My mom and I visited Taz at the hospital last night. He was bouncing off the walls, which is generally how he's been at home, but usually he's more subdued in new places. But no, he was talking a mile a minute, dancing around, barely able to focus on anything. He's definitely still manic.
But he was happy to see us. He even gave Chica a big hug and kiss. He wanted us to stay in his room. He didn't want to show us around or tell us what he did that day. He just wanted us to watch him play as he danced around and blabbered away. Even my mom noticed a huge difference from how he usually is. She didn't believe me at first that he needed to be in the hospital but on the way home she told that now she does because Taz is just not "there" right now.
Pretty quickly he started having trouble with Chica. I ended up getting a nurse to come in and help us because that's one of the main issues at home and I wanted to be consistent with whatever behavior program they're using with him. When the nurse came in she brought the psychiatrist assigned to Taz along. The nurse asked Taz what was going on. He said he wanted to crash us with a big monster truck. Then he said very quickly that he wanted to go home. It broke my heart. I couldn't respond right away because I was afraid I'd start crying.
Then the psychiatrist (Dr. F) pulled me aside while my mom played with Taz. Dr. F told me he had a chance to do some observation and testing with Taz. He said he definitely can see some pretty big delays. He had to do the testing in short 2 minutes bursts because of his attention span. He didn't dispute the bipolar diagnosis like I thought he would. He did say that we probably needed a strong behavioral program at home when Taz is released (I know that's a bad word but I can't think of a better one).
Dr. F sounded very experienced and knowledgeable about treating kids with mental illness, especially kids with similar issues to Taz. I asked him if he sees a lot of kids like him. He said, yes, a lot. He said that Taz has a lot of things working against him; born addicted to drugs, developmental delays, early childhood trauma, and genetics. But that he has things working for him too; a stable home environment and good advocates getting him the best treatment we can. That's the first time a professional has ever acknowledged the work we do. I like him already :)

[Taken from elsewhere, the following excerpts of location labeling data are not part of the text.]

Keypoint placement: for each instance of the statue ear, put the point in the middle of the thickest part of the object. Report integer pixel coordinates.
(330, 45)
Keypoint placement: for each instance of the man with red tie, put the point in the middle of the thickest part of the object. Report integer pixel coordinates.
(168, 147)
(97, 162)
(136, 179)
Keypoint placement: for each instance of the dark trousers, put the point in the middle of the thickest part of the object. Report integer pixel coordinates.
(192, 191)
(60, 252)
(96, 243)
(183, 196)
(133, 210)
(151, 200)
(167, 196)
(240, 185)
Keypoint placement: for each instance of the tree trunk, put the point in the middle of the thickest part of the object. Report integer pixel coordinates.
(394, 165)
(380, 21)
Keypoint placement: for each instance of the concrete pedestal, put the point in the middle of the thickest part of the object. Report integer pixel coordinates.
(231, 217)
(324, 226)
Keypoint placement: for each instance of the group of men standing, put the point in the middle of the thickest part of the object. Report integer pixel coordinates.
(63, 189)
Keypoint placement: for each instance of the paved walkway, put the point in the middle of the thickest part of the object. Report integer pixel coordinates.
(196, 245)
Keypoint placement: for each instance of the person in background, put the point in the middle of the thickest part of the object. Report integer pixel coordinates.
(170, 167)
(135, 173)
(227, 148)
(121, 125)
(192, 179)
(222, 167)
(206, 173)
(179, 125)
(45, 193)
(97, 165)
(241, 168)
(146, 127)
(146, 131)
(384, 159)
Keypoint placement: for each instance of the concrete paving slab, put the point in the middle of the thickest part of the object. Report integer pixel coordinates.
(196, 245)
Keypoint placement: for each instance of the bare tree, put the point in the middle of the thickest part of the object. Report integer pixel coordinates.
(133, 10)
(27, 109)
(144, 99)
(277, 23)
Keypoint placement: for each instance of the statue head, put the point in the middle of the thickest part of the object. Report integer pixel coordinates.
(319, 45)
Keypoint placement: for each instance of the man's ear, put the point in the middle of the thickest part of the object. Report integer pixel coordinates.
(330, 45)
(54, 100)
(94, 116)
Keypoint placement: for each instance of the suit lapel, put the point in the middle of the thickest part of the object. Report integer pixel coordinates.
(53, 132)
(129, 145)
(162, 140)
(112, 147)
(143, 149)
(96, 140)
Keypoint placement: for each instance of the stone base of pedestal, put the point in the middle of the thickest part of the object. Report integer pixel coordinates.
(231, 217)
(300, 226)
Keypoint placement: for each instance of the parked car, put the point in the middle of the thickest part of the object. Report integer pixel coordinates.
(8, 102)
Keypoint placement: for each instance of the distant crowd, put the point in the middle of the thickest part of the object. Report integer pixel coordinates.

Dr. F wants to try Intuniv, which I believe is an ADHD drug. I'm sure Taz qualifies for that diagnosis but Dr. F thinks he has the bipolar as well. The reason he wants to try it is because they've found that with kids born addicted to drugs, the non-stimulant ADHD medications inhibit the fight or flight response that's the main driving force of the behavior. When he said that I said, "yes, let's have that please!" Because Dh and I noticed that Taz seems to be almost in constant flight or flight mode.
Dr. F also mentioned trying a new form of Risperdal that they've found doesn't wear off after a few months like it has been for a lot of people. He also mentioned the possibility of a mood stabilizer. It all depends on how the Intuniv works.
He told me he sees the kids every day to monitor how the medication is working. That's the good thing about being inpatient is they can raise the dose much quicker. So while we're adjusting the meds Chica is safe from him, and hopefully after 10-14 days Taz can come home. While I know there's no miracle cure, I think the combination of new medication, our in-home program (which is going to start right away), and the structure of school starting in the fall, will make a huge difference. I asked Dr. F if he felt like it was good for Taz to be there and if he felt it would harm him. He said it was good. I'm worried about attachment but I'll get into that in another post.
So...hope is still out there my friends.
Oh, and after I went back to the visit with Taz he had calmed down a bit and agreed to take us on a tour, then gave big hugs as we said goodbye.